Bookmark and Share

Notice: On March 31, it was announced that Statalist is moving from an email list to a forum. The old list will shut down at the end of May, and its replacement, statalist.org is already up and running.


[Date Prev][Date Next][Thread Prev][Thread Next][Date Index][Thread Index]

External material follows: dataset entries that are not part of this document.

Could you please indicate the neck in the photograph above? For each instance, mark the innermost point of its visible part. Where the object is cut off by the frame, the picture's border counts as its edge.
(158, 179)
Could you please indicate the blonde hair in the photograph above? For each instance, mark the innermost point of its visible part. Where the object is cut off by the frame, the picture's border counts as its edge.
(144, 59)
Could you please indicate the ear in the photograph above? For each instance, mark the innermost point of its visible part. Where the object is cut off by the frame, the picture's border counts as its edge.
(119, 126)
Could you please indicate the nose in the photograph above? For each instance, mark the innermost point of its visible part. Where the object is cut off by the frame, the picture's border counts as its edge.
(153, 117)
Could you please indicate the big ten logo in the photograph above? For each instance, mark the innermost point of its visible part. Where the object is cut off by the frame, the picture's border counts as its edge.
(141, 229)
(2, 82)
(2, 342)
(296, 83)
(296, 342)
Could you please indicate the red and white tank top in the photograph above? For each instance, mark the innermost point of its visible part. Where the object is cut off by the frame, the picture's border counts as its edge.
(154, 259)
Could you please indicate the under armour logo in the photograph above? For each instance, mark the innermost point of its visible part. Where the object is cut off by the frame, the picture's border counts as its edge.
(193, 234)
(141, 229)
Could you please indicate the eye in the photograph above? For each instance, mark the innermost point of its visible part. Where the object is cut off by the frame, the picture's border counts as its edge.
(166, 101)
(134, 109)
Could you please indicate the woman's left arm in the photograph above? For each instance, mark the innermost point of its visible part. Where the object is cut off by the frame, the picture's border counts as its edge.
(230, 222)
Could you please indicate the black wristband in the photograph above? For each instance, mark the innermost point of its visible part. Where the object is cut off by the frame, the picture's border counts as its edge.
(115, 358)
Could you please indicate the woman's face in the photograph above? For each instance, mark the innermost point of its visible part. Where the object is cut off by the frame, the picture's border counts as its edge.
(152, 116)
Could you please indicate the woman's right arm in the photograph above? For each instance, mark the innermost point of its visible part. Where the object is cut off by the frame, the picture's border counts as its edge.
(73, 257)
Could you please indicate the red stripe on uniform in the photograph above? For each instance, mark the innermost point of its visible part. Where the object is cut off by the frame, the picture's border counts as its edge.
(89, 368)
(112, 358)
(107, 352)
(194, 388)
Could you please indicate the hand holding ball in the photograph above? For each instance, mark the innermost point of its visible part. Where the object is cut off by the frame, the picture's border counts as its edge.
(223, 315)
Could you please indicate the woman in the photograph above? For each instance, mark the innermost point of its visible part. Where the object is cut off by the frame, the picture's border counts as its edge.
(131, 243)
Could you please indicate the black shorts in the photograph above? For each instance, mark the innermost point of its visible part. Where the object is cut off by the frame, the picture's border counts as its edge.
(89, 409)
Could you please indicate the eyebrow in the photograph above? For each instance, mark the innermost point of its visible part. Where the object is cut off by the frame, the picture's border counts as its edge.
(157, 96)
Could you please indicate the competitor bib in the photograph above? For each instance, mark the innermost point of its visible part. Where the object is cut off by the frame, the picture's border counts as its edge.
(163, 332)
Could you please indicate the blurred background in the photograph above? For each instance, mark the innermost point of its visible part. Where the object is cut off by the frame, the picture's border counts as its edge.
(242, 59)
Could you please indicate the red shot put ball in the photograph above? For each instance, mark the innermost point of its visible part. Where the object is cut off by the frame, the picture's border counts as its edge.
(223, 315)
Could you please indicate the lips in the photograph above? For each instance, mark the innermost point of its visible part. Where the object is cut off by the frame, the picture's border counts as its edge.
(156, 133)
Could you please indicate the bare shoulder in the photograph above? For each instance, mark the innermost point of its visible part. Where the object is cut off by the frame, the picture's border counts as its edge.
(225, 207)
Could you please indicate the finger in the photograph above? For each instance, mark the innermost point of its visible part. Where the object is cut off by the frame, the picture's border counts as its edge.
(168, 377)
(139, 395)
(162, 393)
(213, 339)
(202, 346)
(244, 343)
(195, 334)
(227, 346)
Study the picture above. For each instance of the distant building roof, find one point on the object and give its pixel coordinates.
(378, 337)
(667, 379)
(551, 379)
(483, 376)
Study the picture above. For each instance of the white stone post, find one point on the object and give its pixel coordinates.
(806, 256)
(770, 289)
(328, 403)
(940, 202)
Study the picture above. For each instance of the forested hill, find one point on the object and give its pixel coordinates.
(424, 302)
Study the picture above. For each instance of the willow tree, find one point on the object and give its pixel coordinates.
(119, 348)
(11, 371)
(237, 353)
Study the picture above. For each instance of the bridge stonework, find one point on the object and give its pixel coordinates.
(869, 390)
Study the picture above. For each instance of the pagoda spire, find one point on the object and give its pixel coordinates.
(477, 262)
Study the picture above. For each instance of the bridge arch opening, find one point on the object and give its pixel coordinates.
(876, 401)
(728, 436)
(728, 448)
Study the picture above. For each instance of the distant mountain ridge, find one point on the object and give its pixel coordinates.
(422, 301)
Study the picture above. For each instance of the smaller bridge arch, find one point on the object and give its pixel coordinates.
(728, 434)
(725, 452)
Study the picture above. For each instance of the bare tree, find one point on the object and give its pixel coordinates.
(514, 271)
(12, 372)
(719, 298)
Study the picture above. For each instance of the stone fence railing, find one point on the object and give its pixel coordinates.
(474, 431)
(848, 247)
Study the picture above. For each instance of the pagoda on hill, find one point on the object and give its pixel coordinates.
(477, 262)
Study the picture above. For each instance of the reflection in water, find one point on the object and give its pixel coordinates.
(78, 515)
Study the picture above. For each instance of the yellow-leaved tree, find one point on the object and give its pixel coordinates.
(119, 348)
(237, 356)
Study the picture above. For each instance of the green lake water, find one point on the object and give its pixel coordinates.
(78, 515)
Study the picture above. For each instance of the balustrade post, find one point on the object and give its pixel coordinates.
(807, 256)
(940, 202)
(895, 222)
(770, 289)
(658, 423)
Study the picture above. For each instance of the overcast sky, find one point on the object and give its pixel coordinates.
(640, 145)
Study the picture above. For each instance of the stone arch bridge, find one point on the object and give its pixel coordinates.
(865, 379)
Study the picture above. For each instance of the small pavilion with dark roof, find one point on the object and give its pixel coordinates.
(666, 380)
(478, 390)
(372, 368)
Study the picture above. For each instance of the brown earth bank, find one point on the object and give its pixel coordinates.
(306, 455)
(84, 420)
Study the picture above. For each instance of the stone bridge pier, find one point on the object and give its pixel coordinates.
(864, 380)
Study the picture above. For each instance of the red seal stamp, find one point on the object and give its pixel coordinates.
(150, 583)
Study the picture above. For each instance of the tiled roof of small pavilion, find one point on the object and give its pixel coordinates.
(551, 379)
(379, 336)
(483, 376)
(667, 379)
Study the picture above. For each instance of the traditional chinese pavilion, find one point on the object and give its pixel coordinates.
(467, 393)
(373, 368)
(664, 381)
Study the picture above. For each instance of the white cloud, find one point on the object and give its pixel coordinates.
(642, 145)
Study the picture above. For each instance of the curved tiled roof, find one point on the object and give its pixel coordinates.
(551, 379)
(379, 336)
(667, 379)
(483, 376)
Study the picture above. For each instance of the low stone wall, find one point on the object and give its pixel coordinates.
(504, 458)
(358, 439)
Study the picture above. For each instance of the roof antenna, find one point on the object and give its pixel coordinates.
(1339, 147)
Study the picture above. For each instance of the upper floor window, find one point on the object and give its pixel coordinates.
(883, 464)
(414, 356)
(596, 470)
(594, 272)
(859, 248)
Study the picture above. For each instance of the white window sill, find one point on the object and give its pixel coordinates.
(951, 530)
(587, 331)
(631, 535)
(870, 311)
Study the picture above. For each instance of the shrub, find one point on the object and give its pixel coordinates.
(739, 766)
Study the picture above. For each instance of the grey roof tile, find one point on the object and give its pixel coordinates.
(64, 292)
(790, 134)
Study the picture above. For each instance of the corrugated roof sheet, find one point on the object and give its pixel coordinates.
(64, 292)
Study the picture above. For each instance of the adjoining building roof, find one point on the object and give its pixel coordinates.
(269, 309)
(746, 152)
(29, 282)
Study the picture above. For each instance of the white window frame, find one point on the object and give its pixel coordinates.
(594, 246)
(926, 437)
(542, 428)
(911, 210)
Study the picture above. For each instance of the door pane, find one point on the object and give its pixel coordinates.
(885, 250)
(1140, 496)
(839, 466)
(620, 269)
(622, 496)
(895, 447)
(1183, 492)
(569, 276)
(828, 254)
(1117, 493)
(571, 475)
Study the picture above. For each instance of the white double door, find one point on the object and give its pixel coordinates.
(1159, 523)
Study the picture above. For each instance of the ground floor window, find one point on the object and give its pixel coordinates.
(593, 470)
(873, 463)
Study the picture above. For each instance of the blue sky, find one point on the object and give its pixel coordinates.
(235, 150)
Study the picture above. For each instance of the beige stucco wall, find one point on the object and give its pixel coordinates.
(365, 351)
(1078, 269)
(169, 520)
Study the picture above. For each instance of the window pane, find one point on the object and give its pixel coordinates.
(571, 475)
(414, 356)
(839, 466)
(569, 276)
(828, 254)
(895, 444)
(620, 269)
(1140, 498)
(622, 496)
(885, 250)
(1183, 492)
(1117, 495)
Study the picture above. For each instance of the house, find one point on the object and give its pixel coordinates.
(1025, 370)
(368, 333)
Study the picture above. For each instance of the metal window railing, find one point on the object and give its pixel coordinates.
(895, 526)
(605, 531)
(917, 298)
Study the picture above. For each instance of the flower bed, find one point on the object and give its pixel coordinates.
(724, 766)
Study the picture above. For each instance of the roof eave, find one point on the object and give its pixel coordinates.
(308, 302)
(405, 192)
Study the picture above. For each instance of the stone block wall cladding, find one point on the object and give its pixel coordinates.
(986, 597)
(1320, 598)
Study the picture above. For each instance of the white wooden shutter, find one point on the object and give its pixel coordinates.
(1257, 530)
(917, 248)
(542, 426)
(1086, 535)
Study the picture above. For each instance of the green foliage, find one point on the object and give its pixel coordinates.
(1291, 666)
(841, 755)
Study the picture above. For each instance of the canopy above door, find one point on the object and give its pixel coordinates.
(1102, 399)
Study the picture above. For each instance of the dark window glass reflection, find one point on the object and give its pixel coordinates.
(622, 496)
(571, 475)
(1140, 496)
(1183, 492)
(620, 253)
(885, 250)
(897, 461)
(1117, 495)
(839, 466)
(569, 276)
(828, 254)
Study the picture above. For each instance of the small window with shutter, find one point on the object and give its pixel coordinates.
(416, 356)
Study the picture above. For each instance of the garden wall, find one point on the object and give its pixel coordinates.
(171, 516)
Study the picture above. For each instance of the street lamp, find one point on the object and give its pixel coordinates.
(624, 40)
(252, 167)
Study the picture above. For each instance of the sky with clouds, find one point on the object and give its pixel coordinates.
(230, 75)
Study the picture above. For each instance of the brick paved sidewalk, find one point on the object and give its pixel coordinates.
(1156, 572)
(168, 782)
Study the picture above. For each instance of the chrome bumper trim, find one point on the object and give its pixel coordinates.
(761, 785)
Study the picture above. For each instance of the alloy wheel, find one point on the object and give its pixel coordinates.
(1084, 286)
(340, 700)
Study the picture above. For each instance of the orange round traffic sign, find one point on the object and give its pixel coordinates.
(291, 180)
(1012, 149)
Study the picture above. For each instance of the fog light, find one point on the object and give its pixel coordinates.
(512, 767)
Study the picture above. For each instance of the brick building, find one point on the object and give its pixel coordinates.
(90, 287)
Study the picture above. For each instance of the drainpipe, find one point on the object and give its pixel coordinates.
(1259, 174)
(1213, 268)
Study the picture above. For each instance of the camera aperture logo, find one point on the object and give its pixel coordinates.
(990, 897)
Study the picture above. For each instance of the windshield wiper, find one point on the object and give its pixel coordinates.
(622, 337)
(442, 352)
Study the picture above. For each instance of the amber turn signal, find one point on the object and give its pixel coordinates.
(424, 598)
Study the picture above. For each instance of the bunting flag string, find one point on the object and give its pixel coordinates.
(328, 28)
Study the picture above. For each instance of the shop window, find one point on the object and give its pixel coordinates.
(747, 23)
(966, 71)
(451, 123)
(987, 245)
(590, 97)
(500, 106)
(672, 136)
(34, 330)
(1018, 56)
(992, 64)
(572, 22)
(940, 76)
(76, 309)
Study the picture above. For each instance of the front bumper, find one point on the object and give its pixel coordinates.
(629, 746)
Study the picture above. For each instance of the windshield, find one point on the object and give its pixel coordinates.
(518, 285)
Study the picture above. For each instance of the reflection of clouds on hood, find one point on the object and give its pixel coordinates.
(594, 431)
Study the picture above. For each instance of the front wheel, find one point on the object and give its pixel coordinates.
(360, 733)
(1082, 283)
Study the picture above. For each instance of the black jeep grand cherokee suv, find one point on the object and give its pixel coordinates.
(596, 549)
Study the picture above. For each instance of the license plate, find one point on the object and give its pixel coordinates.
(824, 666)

st: create local macros named after the values of a categorial variable


From   Oliver Jones <ojones@wiwi.uni-bielefeld.de>
To   statalist@hsphsun2.harvard.edu
Subject   st: create local macros named after the values of a categorial variable
Date   Thu, 12 Aug 2010 15:23:03 +0200

Hi Statalist,

while working on a programming problem a came in need
of creating a set of local macros that are
 i) named after the values of a categorial variable,
    e.g. city codes
ii) contain the integer values from 1 to N, where N is
    the number of distinct city codes

I worked out to alternatives that do the job, but would
very much appreciate to get any feedback telling me if
there exists some third alternative that is faster
(in terms of computing time).

Here is an example of what I do:
-------------begin example-----------------------------
clear
set obs 3
local varname = "city_code"
gen `varname' = _n
expand = 4
list, abbreviate(9)

preserve
******
*
* Alternative 1 (sort and keep)
display "Start alternative 1"
sort `varname'
by `varname': gen byte index = _n
keep if index == 1
quietly count
forvalues i = 1/`r(N)' {
	local macro_name = `varname'[`i']
	local `macro_name' = `i'
	display "For City Code " `varname'[`i'] " the" ///
		" value of the local macro is ``macro_name''"
}
display "end"
* end
***

restore
******
*
* Alternative 2 (levelsof)
display "Start alternative 2"
levelsof `varname'
tokenize `r(levels)'
* Now we got one local macro for each of the
* city_codes, named 1, 2, ... , N.
* But we want to exchange the names
* of the macros by their values (the city_codes)
* and vice versa.

* get the number of different city_codes
local N_citys = 1
while "``N_citys''" != "" {
	local ++N_citys
}
local --N_citys
dis "{text}Number of distinct codes: {result}`N_citys'"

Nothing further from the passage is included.